The William Monroe Trotter Multicultural Center, which is located just southeast of campus, provides a supportive environment for students to meet, while honoring the University’s rich history of multicultural activism and social justice.
“There was a lot of student activism and involvement in understanding whether the current Trotter Center was meeting the needs of the community,” Meera said. “We came to the conclusion that the current space just isn’t able to fulfill all those needs that students hoped to have in terms of location, safety, and functionality.”
The new Multicultural Center, Meera shares, will be located at the heart of central campus across from Angell Hall on State Street.
“We worked with administrators, staff, designers, and architects to push for a new center on central campus, and now we are planning the new multicultural space, which is really exciting,” Meera said.
She adds that the project is currently in the schematic design phase, with 10-15 team members involved in designing the layout of the space. The next step is working with the University’s Regents to obtain approval for the schematic design.
Meera first became involved with Trotter House during her sophomore year after being recruited by one of the original organizers of the New Trotter movement.
“At first it was more of a student-organized project,” Meera explains. “We were getting a lot of student input and trying to understand the accessibility needs of the space. For example, we would hold town halls to get a lot of student engagement, and we took a bus trip to Penn State to look at their multicultural center. Since then, the project has taken a lot of different forms.”
As the project evolved, Meera began to take on a student consultant role, ensuring that student voices were represented in every step of the process. “It’s important to be the student voices in these conversations to make sure that they are making the space as usable as possible for as many students as possible.”
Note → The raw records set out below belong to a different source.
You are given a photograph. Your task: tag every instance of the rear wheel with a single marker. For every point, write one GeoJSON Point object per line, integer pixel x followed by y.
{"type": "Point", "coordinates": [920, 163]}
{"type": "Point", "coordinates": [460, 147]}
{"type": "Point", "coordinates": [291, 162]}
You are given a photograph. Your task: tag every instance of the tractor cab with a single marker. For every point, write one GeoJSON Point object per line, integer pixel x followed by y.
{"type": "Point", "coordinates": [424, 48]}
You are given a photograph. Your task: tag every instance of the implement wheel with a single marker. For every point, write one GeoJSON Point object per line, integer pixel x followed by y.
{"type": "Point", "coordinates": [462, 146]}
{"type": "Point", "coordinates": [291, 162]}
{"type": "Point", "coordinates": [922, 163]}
Meera, who is an Ann Arbor native, attributes much of her interest in promoting multicultural diversity to the exposure she had growing up in a diverse town. However, it wasn’t until freshman year that she discovered a passion for activism and social engagement through APA 101, a mentorship program that supports first-year Asian & Pacific Islander American (A/PIA) students at U-M.
“APA 101 supports students who are transitioning into college by providing them with mentors who can help them navigate school and learn about A/PIA issues, how to address these issues as individuals, and how to have the support of community,” Meera said. “This was really important to me – it provided the mentorship I needed to learn how to channel my interests and energy in that direction.”
Now a senior, Meera is also involved in a Multi-Ethnic Student Affairs (MESA) Affiliate Program, helping to build spaces of communication and opportunity for multicultural leadership to grow across campus. She also leads an archiving project, helping to preserve A/PIA records for future members of the campus community by donating archives to the Bentley Historical Library.
“We want to remember and honor the legacy of those that came before us,” Meera said. “Part of that is contributing to future sustainability efforts by understanding what work is being done in the A/PIA space and making that accessible for future students to understand.”
Meera joined the BSI program during her senior year and hopes to combine her interest in social justice with a specialization in information analysis.
“I’m really interested in the intersection of analytics and policy change and how we can use data for social good,” Meera explains. “I want to explore how we can make data accessible for marginalized communities that don’t necessarily have that information and what stories we can tell with the data to help those communities.”
For now, Meera has been able to apply the skills she learned in 422 (Needs Assessment and Usability Evaluation) to her work with the Trotter House.
“A lot of the values and theory I learned in class has contributed to my understanding of how to build a new space,” Meera said. “Even though our class was focused on the digital, I could apply that type of thinking to ask, ‘How are we going to make this space accessible for ethnic and cultural communities who might have difference functions in a space? For people who need a wheelchair, making sure they’re able to enter the same way as a person who is able-bodied?’ It really allowed me to ask those questions and understand how to frame them in a way that is tangible and effective for our designers and architects.”